A las múltiples causas de división presentes en el mundo, dice San Pablo en I Corintios 12 que Dios responde creando, organizando, la presencia de un cuerpo social, como comunión del Espíritu, en el que las diferencias son procesadas de manera distinta que en el resto de la sociedad. Ese “cuerpo” nuevo, a contracorriente de las ideas tan negativas que prevalecían en el mundo griego sobre las realidades físicas es, además, una manifestación de la nueva voluntad del creador, sustentador y redentor por hacer nuevas todas las cosas, entre ellas, claro, la convivencia humana más allá de los condicionamientos que los poderes preservan como parte del control que ejercen sobre la vida humana. La “vida en el Espíritu” tiene una dimensión colectiva, una vida de koinonía que se realiza en medio de la cotidianidad humana marcada por tiempos, conflictos e intereses diversos. El apóstol propone a la comunidad de Corinto que las prioridades del Espíritu sean sus prioridades también, especialmente en lo relativo a la presencia de los dones con que la ha equipado para vivir y realizar su misión en el mundo.

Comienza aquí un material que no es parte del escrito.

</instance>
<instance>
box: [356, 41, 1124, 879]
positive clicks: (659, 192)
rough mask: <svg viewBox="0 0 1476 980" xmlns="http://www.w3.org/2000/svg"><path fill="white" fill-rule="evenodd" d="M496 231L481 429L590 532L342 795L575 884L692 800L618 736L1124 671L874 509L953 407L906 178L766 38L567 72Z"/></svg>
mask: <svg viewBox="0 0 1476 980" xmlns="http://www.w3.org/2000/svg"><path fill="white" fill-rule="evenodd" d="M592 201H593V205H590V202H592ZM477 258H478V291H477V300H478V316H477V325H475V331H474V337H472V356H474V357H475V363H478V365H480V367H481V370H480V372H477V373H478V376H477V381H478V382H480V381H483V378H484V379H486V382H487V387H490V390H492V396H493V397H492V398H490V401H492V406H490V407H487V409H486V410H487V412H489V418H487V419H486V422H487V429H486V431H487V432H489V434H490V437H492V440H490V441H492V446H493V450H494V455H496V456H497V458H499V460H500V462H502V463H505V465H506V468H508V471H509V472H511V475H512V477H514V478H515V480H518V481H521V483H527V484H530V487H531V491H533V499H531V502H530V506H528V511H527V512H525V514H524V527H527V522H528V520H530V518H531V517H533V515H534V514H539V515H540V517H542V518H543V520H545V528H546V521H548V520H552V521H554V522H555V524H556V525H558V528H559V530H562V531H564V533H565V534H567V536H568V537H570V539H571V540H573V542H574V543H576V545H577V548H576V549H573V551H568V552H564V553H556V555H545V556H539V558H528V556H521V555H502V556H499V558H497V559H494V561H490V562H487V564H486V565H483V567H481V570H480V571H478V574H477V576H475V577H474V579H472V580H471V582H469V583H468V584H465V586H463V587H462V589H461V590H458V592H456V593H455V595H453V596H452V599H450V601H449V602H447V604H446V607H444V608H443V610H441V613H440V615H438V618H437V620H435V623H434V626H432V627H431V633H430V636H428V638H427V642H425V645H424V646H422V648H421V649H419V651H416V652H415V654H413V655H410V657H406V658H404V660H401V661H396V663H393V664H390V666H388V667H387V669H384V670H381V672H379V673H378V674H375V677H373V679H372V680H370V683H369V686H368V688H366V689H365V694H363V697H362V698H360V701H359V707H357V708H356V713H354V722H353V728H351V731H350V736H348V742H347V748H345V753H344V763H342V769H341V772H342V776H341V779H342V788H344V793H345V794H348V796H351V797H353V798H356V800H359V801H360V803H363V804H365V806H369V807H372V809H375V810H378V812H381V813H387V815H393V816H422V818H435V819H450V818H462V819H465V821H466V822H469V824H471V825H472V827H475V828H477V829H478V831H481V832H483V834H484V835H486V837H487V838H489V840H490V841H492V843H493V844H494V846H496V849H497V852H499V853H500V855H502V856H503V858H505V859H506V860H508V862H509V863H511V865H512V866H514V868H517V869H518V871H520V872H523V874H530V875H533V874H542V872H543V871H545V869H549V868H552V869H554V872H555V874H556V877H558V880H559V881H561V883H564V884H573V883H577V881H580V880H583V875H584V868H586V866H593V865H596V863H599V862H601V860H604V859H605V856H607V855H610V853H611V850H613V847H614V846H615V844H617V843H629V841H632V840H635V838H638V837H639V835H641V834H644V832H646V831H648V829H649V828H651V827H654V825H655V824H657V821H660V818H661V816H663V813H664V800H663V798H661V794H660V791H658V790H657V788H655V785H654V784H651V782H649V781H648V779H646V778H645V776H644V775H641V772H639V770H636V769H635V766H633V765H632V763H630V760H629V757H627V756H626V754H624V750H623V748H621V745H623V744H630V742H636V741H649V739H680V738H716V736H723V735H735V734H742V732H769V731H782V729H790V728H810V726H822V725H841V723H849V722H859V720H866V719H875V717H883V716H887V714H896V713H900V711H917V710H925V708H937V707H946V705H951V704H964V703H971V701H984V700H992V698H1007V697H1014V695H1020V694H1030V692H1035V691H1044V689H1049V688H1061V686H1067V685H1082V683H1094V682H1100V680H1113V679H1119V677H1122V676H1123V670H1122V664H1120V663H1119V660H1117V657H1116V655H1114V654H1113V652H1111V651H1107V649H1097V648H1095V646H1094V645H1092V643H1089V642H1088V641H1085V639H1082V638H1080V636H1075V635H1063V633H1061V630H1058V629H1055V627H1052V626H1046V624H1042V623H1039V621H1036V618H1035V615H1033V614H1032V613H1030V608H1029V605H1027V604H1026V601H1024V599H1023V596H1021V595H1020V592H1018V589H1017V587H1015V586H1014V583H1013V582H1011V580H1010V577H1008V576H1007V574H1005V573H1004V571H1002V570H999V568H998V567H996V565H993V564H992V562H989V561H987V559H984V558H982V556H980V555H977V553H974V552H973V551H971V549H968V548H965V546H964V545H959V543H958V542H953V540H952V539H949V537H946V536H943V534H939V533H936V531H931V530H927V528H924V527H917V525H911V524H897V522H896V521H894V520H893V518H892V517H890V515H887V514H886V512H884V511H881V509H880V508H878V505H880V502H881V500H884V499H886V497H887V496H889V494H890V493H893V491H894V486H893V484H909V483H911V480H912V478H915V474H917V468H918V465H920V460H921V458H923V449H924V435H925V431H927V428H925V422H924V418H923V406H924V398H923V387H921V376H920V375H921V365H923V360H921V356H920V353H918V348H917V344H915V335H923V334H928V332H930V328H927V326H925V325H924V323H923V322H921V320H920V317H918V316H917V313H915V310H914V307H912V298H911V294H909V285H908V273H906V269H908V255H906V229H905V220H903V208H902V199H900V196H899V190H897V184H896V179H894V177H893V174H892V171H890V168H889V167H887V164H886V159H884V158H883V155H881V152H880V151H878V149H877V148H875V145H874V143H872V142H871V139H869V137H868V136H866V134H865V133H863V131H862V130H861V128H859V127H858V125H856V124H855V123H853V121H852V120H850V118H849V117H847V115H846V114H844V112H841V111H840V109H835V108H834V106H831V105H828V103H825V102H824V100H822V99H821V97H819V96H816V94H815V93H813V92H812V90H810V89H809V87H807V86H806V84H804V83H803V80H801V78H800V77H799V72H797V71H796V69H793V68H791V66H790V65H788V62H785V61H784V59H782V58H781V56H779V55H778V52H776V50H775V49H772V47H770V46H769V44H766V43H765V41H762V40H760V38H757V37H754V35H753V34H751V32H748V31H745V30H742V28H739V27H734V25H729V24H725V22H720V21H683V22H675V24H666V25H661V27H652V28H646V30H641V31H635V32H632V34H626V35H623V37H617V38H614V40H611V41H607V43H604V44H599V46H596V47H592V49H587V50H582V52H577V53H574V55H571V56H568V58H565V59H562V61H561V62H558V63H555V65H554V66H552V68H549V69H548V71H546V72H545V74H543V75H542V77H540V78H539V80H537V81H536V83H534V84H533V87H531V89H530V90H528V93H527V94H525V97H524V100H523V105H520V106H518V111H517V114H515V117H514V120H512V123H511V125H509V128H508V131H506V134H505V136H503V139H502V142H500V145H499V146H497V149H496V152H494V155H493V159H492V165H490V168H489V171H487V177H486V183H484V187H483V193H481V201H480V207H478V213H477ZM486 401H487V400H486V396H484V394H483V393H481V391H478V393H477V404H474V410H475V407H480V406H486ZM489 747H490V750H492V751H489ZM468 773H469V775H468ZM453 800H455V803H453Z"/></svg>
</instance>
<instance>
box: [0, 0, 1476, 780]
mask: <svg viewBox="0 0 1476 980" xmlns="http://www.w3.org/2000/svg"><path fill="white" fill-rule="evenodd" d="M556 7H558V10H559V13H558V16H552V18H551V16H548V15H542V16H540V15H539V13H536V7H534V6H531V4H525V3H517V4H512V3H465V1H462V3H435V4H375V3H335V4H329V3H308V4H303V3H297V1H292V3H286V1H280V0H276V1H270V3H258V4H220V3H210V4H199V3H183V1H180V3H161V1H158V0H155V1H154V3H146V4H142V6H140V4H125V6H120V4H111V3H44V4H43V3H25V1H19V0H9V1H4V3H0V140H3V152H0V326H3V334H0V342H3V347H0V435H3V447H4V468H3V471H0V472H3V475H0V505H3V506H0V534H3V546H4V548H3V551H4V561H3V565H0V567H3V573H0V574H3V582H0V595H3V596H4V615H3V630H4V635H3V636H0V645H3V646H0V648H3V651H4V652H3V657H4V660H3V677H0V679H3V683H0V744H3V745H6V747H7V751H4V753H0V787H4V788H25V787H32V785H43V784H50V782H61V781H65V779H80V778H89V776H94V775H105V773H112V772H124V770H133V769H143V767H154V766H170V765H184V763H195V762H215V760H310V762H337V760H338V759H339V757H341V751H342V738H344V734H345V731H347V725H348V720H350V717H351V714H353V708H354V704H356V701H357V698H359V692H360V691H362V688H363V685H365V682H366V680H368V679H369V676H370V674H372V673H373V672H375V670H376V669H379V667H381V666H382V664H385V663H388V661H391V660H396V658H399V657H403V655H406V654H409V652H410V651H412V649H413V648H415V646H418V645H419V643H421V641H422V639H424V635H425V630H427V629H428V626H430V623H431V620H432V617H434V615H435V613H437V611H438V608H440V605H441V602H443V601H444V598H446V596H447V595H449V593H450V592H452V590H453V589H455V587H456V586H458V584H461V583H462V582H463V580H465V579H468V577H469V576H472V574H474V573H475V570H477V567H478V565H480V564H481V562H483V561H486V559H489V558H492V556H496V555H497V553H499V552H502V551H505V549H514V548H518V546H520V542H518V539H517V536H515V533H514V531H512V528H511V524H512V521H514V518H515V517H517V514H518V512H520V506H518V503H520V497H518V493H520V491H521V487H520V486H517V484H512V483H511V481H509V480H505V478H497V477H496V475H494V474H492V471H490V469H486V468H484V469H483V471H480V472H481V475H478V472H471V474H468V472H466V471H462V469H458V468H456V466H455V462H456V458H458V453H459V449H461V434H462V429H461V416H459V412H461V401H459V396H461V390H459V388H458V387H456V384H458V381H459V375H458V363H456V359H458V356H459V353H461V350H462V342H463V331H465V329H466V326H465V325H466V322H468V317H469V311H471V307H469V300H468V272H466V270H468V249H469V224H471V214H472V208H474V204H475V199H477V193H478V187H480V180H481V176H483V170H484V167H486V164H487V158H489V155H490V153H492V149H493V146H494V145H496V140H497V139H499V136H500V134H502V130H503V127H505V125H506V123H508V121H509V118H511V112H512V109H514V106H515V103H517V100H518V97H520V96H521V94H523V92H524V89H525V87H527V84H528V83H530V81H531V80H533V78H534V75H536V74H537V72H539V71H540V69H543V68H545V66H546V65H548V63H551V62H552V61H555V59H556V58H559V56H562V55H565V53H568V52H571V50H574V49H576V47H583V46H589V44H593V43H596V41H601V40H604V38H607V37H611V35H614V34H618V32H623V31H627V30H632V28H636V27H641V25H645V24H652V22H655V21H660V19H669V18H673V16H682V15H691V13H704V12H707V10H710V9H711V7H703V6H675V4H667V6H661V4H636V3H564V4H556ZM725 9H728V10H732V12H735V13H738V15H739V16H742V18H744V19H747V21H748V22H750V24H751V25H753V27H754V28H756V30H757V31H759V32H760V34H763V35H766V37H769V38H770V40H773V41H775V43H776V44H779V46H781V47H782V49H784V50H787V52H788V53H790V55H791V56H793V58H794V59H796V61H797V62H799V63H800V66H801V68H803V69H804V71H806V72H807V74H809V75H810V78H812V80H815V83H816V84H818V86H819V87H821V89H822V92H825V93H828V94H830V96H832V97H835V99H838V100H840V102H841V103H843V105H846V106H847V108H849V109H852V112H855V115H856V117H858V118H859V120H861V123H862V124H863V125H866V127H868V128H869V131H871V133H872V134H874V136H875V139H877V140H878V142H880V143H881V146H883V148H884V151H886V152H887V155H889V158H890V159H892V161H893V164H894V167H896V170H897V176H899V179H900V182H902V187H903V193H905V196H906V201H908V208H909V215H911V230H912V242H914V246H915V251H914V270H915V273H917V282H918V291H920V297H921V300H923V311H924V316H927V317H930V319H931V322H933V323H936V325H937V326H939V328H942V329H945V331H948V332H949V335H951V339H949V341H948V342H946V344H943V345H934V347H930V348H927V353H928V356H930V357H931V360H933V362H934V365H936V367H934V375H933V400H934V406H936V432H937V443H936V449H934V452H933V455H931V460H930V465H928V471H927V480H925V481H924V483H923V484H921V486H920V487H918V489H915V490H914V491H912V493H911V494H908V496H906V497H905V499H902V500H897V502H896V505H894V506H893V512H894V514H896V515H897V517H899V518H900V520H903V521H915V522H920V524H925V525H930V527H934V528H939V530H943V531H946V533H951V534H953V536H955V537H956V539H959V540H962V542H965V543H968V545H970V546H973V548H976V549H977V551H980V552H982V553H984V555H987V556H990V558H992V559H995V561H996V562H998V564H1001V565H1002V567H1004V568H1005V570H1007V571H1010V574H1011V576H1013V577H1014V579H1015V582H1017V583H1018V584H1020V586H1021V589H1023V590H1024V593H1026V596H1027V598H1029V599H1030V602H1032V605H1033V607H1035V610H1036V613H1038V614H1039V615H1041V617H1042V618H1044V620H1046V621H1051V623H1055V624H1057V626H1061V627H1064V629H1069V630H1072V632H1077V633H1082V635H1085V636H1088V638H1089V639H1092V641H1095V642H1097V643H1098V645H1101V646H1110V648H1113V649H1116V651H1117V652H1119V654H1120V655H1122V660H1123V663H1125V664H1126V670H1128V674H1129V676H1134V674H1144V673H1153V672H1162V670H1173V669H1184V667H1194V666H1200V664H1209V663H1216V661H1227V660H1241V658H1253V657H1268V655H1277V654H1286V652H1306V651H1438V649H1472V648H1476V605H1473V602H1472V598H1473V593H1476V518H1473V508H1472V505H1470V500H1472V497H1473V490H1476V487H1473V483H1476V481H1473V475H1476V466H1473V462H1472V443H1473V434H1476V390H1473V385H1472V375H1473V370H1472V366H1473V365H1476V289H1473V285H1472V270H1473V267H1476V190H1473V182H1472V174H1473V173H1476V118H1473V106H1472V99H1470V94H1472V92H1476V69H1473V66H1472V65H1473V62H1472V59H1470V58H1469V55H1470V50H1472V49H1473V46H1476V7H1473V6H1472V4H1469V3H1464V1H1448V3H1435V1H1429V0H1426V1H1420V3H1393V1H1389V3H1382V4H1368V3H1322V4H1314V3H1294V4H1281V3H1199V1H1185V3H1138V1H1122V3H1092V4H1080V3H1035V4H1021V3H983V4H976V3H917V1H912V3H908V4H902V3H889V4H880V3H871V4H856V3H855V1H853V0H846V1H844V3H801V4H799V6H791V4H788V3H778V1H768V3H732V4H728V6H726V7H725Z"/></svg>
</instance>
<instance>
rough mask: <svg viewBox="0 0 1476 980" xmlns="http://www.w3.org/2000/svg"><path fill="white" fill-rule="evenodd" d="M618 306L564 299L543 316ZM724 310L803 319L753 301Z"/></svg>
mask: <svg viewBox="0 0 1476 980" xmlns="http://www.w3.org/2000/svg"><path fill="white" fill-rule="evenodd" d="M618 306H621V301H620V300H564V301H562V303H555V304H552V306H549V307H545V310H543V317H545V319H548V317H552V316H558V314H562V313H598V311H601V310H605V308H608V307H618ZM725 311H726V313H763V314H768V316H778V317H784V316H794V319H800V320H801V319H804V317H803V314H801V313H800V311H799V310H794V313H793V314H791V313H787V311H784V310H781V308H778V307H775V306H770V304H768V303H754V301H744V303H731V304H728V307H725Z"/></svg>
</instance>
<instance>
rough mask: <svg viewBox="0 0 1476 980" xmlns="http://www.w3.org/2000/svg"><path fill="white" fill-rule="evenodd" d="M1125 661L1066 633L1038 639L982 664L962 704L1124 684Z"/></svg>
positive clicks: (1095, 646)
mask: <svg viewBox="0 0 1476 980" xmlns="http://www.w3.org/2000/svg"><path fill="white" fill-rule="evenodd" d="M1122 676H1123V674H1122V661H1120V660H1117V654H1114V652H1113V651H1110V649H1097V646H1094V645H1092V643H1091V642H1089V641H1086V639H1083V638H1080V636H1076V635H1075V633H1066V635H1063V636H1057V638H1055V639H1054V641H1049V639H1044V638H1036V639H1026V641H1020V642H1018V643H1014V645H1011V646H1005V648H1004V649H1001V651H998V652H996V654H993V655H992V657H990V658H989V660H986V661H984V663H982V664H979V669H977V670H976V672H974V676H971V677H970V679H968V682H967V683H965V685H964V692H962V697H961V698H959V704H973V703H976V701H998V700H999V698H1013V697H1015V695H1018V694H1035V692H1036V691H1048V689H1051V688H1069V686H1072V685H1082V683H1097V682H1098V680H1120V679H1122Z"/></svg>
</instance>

La alegoría del cuerpo le sirve magníficamente para mostrar cómo, en los nuevos tiempos inaugurados por la venida del Mesías Jesús, la vida de la comunidad puede guiarse según criterios distintos a los del mundo. La unidad de la existencia del cuerpo se fundamenta, según explica, en la diversidad de sus miembros (méle), sus integrantes, los elementos que le otorgan la vida (v. 12). Cada uno debe encontrar y definir su función para beneficio de la totalidad, pues gracias al Espíritu se logran superar las barreras étnicas, sociales o culturales gracias al bautismo (v. 13): él funda esa nueva unidad y coloca a los miembros en la línea del “tiempo mesiánico”:
Si bien cada tiempo tiene su autoridad, sus lógicas y sus formas de construir las relaciones sociales, tenemos que notar algo que es bien evidente en 1 Corintios. En esta carta se observa que el escenario donde estos dos tiempos se encuentran y se enfrentan es en la comunidad. La comunidad de Corinto es un escenario en el cual el tiempo de este mundo y el tiempo mesiánico se ponen frente a frente. Los tiempos mesiánicos y los de este mundo no son abstractos. Son fidelidades a determinadas autoridades, obediencias y desobediencias, esperanzas y toma de decisiones. Todo esto se ve en la comunidad de Corinto.[3]
Participar en la vida del cuerpo, en este nuevo tiempo, es situarse en los horizontes del Reino de Dios, cuya perspectiva social y comunitaria no admite más divisiones puesto que el Espíritu garantiza la unidad, pero ésta debe trabajarse continuamente para consolidarla en la diversidad (v. 14). El desarrollo de la alegoría sobre la actitud de cada miembro del cuerpo (vv. 15-17) desemboca en la afirmación de que Dios es quien los ha colocado como Él quiso (v. 18) para vivir en función de la unidad corporal total. Ninguno de ellos puede imponer su visión u orientación para destacar sobre los demás: “Pues ¿dónde estaría el cuerpo si todo él se redujese a un solo miembro? Precisamente por eso, aunque el cuerpo es uno, los miembros son muchos” (vv. 19-20). Hoy podrían hacerse varias analogías acerca de lo que apunta el texto: no todo puede abarcarlo la teología, educación, alabanza, evangelización, convivencia, misión, por ejemplo, pues tiene que existir una diversidad de aplicación de los dones que, de forma plural, ha colocado el Espíritu en la comunidad. Además, la elección última, definitiva, para la composición y orientación del rumbo de la iglesia corresponde solamente al único señor de la iglesia (v. 18). Esta “anatomía y fisiología” espiritual tiene el propósito claro de redefinir el sentido de la comunidad mediante la koinonía del Espíritu.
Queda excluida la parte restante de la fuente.